Read the full documentation at http://exoplasim.readthedocs.io.
Requirements
numpy
scipy
matplotlib (only needed for additional utilities)
GNU C (gcc/g++) and Fortran (gfortran) compilers (for Python utilities)
(optionally) Other compilers whose use you prefer for the model itself
(optionally) MPI libraries for those compilers
netCDF4 (optional)
h5py (optional)
Installation
pip install exoplasim-legacy
OR:
python setup.py install
The first time you import the module and try to create a model after either installing or updating, ExoPlaSim will run a configuration script, write the install directory into its source code, and (if applicable) compile the burn7 NetCDF postprocessor.
Multiple output formats are supported by the built-in pyburn postprocessor. If you wish to use HDF5 or NetCDF output formats, you will need the netCDF4-python and h5py libraries, respectively. You can ensure these are included at install-time by specifying them:
- ::
pip install exoplasim-legacy[netCDF4]
- OR::
pip install exoplasim-legacy[HDF5]
- OR::
pip install exoplasim-legacy[netCDF4,HDF5]
You may also configure and compile the model manually if you wish to not use the Python API, by entering the exoplasim/ directory and running first configure.sh, then compile.sh (compilation flags are shown by running ./compile.sh -h). The postprocessor and its libraries can be compiled by entering exoplasimlegacy/postprocessor/ and running ./build_init.sh.
burn7 compilation
You must have NetCDF libraries available in the path to build burn7. The burn7 compilation process will build and compile a patched version of the NetCDF libraries necessary for burn7–burn7 makes use of features anachronistic to a particular version of NetCDF that no longer exists.
PlaSim Documentation
Original PlaSim documentation is available in the exoplasim/docs/ folder.
Usage
To use the ExoPlaSim Python API, you must import the module, create a Model or one of its subclasses, call its configure method and/or modify method, and then run it.
Basic example::
import exoplasimlegacy as exo mymodel = exo.Model(workdir="mymodel_testrun",modelname="mymodel",resolution="T21",layers=10,ncpus=8) mymodel.configure() mymodel.exportcfg() mymodel.run(years=100,crashifbroken=True) mymodel.finalize("mymodel_output")

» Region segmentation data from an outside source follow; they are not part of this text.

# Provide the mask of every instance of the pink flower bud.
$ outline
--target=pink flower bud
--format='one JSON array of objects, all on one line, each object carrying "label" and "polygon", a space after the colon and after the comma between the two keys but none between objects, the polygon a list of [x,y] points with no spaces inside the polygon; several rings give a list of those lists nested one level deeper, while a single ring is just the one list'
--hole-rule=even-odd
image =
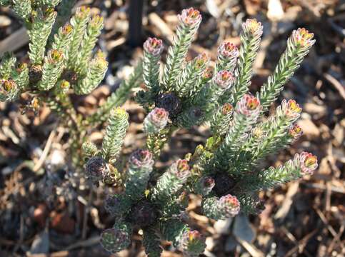
[{"label": "pink flower bud", "polygon": [[292,31],[292,41],[298,46],[304,47],[310,47],[314,43],[315,40],[313,40],[314,34],[309,33],[304,28],[299,28],[297,30]]},{"label": "pink flower bud", "polygon": [[179,14],[177,17],[184,25],[187,26],[196,27],[199,26],[201,22],[201,15],[200,14],[200,12],[194,8],[182,10],[181,14]]},{"label": "pink flower bud", "polygon": [[64,59],[64,53],[61,51],[54,49],[48,52],[47,60],[49,64],[57,64]]},{"label": "pink flower bud", "polygon": [[260,37],[262,35],[263,26],[261,22],[256,19],[248,19],[242,24],[242,29],[244,32],[250,33],[253,36]]},{"label": "pink flower bud", "polygon": [[73,31],[73,26],[71,24],[66,24],[61,28],[62,34],[69,35]]},{"label": "pink flower bud", "polygon": [[156,38],[149,38],[144,43],[144,50],[154,56],[161,54],[164,48],[163,41]]},{"label": "pink flower bud", "polygon": [[226,58],[236,58],[239,52],[239,49],[234,44],[225,41],[218,47],[218,54]]},{"label": "pink flower bud", "polygon": [[291,119],[297,119],[299,117],[302,112],[302,109],[299,107],[299,105],[294,100],[284,99],[281,101],[281,106],[285,115]]},{"label": "pink flower bud", "polygon": [[312,174],[318,167],[317,157],[312,153],[303,152],[299,155],[299,165],[302,174]]},{"label": "pink flower bud", "polygon": [[233,110],[232,105],[231,105],[229,103],[226,103],[221,107],[221,114],[227,115],[230,114],[232,111],[232,110]]},{"label": "pink flower bud", "polygon": [[136,150],[129,157],[129,163],[134,168],[151,167],[154,162],[152,153],[149,150]]},{"label": "pink flower bud", "polygon": [[297,124],[291,125],[289,128],[289,136],[296,139],[303,134],[302,128]]},{"label": "pink flower bud", "polygon": [[258,116],[261,109],[260,101],[249,94],[245,94],[237,103],[237,112],[247,116]]},{"label": "pink flower bud", "polygon": [[204,71],[204,73],[202,74],[202,79],[205,80],[209,80],[212,78],[214,76],[214,68],[211,66],[206,67],[205,71]]},{"label": "pink flower bud", "polygon": [[234,217],[240,211],[240,204],[236,196],[228,194],[219,199],[219,209],[224,213],[225,216]]},{"label": "pink flower bud", "polygon": [[17,85],[12,79],[2,79],[0,81],[0,93],[7,94],[16,90]]},{"label": "pink flower bud", "polygon": [[209,61],[209,58],[205,53],[202,53],[194,59],[196,68],[200,69]]},{"label": "pink flower bud", "polygon": [[232,74],[230,71],[220,71],[217,73],[214,79],[216,85],[221,89],[226,89],[232,85],[235,78],[232,76]]}]

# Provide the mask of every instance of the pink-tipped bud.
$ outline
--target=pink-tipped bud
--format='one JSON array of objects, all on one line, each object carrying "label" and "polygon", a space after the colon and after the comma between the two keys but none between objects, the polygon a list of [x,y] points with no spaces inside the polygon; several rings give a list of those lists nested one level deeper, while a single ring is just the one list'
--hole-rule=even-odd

In this example, we initialize a model that will run in the directory “mymodel_testrun”, and has the name “mymodel”, which will be used to label output and error logs. The model has T21 resolution, or 32x64, 10 layers, and will run on 8 CPUs. By default, the compiler will use 8-byte precision. 4-byte may run slightly faster, but possibly at the cost of reduced stability. If there are machine-specific optimization flags you would like to use when compiling, you may specify them as a string to the optimization argument, e.g. optimization='mavx'. ExoPlaSim will check to see if an appropriate executable has already been created, and if not (or if flags indicating special compiler behavior such as debug=True or an optimization flag are set) it will compile one. We then configure the model with all the default parameter choices, which means we will get a model of Earth. We then export the model configurations to a .cfg file (named automatically after the model), which will allow the model configuration to be recreated exactly by other users. We run the model for 100 years, with error-handling enabled. Finally, we tell the model to clean up after itself. It will take the most recent output files and rename them after the model name we chose, and delete all the intermediate output and configuration files.